A loss-of-function model is generally regarded as the most straightforward tool when one studies functional impact of any molecule of interest (Austin et al., 2004) (Goldstein, 2001). Accordingly, we decided to use the Disc1 locus impairment (Disc1-LI) model to study psychiatric disorder-associated molecular networks elicited by DISC1 perturbation. In Disc1-LI model, the majority of Disc1 isoforms have been depleted, and the deletion of its major isoforms are clearly seen at the protein levels (see also Supplementary Fig. 1) (Shahani et al., 2015). Although there are multiple loss-of-function models for DISC1, Disc1-LI has the most robust deletion in the DISC1 genomic locus (Tomoda et al., 2016).

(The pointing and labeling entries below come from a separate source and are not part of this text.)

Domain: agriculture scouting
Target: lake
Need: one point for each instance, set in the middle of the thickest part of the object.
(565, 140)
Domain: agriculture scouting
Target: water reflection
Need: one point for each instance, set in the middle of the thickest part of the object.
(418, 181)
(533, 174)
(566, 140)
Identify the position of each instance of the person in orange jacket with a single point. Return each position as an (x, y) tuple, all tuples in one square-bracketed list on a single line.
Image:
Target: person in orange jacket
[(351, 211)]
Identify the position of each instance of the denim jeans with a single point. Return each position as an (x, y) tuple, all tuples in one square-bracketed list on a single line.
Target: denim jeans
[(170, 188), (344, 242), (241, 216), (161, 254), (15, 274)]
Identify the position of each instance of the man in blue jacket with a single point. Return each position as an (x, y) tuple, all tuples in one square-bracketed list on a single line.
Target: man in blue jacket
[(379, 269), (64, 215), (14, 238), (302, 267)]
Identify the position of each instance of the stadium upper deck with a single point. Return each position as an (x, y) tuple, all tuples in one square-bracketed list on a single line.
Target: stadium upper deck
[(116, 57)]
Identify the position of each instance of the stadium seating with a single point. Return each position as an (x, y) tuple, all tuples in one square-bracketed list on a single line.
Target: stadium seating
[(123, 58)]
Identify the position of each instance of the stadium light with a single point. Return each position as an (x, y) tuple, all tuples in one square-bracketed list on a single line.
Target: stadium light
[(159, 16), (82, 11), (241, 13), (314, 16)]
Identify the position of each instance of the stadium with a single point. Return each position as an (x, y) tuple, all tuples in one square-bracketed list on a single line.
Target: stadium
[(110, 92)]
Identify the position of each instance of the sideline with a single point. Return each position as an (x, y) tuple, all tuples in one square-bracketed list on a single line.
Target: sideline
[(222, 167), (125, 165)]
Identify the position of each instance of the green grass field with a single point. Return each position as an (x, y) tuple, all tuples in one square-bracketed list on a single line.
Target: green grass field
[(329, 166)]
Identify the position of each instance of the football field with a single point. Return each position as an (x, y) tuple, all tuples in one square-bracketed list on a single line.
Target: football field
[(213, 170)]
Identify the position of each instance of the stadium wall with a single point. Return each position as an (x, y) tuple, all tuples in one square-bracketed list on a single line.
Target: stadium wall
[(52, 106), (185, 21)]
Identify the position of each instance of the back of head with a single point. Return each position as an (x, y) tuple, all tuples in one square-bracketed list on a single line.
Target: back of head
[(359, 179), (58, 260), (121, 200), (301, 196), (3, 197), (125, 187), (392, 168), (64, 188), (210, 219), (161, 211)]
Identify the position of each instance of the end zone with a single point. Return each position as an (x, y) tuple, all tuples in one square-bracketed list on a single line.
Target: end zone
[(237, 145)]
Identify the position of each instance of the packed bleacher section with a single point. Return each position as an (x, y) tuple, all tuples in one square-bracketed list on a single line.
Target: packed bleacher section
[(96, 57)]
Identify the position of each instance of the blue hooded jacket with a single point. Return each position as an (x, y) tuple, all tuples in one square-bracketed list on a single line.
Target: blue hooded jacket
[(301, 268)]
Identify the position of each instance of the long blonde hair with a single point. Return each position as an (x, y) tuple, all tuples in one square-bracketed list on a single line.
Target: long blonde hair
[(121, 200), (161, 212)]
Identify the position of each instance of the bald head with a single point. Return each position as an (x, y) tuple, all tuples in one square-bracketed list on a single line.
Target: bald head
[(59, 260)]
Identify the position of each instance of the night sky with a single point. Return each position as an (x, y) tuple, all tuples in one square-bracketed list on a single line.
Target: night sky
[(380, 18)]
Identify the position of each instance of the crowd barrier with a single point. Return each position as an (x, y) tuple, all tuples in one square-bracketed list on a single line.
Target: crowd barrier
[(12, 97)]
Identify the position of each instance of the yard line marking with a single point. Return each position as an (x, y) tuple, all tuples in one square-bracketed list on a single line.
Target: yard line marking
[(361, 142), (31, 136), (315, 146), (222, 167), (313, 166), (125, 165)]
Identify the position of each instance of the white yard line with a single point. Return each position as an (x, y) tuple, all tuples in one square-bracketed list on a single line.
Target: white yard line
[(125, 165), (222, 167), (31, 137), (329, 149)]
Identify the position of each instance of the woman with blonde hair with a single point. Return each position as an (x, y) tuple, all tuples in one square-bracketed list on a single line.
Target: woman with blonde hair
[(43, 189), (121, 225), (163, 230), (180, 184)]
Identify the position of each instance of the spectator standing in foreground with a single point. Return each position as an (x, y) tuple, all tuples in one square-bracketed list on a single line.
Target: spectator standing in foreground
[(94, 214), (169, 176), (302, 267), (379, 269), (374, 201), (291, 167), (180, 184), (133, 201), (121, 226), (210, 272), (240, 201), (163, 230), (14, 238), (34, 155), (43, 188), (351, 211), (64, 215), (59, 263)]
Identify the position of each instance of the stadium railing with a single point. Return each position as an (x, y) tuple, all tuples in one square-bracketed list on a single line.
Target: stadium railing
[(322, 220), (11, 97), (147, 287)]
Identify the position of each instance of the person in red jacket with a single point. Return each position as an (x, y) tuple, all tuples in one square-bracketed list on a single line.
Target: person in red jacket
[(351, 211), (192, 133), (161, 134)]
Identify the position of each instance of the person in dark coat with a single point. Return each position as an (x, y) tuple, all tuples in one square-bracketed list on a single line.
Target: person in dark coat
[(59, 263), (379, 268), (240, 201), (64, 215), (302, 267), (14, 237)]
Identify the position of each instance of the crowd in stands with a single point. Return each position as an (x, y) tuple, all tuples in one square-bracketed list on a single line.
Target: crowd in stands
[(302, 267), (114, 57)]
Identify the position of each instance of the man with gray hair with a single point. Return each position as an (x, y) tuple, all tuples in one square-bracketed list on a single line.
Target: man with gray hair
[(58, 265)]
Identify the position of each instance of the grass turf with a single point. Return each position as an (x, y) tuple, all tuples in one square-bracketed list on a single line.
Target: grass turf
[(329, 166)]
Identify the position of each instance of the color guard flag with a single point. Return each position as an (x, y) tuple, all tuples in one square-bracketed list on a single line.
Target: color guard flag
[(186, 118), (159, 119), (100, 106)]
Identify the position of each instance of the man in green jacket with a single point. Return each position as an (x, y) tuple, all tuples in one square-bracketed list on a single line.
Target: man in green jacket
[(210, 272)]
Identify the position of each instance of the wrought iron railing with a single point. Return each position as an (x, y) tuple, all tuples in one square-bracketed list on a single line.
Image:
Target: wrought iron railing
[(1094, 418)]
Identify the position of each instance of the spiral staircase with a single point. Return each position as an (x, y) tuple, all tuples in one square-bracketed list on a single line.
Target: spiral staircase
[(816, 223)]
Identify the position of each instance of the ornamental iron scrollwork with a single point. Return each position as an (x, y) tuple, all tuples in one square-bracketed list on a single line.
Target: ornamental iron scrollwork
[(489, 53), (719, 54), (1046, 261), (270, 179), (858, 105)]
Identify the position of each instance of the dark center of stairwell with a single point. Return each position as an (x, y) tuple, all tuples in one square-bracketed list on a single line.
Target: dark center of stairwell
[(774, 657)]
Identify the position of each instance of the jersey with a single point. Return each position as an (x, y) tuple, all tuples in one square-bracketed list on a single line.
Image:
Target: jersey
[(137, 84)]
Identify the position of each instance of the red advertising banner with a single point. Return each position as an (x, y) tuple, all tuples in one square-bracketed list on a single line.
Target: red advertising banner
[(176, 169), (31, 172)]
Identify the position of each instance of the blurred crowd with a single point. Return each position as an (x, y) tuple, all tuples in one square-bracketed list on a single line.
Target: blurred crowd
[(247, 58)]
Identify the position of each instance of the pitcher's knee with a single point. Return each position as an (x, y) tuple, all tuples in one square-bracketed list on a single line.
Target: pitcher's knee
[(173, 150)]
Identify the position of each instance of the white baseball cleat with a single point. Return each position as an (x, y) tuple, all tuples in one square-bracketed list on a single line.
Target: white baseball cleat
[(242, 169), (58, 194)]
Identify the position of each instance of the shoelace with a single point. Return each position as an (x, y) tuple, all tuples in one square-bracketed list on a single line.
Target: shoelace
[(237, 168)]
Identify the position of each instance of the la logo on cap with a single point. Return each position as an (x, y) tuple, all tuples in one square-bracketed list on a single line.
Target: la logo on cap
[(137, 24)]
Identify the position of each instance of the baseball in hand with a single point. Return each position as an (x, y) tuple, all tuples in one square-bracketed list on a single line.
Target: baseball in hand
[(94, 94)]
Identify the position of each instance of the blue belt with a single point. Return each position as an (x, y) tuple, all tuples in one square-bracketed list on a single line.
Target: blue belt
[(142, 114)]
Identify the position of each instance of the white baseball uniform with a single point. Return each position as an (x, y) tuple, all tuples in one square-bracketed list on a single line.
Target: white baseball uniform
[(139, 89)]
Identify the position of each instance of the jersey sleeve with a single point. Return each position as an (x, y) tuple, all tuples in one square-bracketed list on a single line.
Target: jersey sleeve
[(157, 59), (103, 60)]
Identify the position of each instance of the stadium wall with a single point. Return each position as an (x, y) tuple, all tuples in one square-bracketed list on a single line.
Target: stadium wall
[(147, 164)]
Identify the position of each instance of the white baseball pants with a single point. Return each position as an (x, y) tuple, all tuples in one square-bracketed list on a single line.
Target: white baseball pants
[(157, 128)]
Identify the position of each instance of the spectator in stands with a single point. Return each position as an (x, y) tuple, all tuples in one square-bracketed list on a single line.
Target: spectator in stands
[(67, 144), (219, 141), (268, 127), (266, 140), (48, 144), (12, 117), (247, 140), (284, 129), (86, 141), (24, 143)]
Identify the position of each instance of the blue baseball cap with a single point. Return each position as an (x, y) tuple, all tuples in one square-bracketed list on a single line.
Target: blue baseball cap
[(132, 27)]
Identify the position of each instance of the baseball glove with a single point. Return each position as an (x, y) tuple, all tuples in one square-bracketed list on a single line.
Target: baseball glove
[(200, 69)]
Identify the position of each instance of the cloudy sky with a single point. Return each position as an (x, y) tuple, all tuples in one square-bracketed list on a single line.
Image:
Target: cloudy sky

The PFC has been extensively studied in the context of DISC1 perturbation by many groups (Sullivan et al., 2019) (Xu et al., 2019) (Cardarelli et al., 2018) (Crabtree et al., 2017) (Umeda et al., 2016) (Ishizuka et al., 2011) (Niwa et al., 2010) (Kamiya et al., 2005). Furthermore, biological studies on DISC1 protein have focused on two major time points, such as early development and adulthood (Xu et al., 2019) (Niwa et al., 2016) (Greenhill et al., 2015) (Brandon and Sawa, 2011) (Meyer and Morris, 2009) (Seshadri et al., 2015) (Tsuboi et al., 2015) (Soda et al., 2013) (Porteous et al., 2011) (Millar et al., 2005). Accordingly, the present study focused on gene expression profiles in the PFC of the Disc1-LI model in early development [postnatal day 1 (P1)] and adulthood (P84).

2. Methods

2.1. Animal models

All animal studies were conducted in accordance with guidelines for the care and use of laboratory animals issued by the Institutional Animal Care and Use Committees at Johns Hopkins and Kyoto Universities. Disc1-LI mouse model was generated as previously reported (Shahani et al., 2015) (Seshadri et al., 2015). Mice were group-housed in wire-topped clear plastic cages under a controlled environment with free access to food and water.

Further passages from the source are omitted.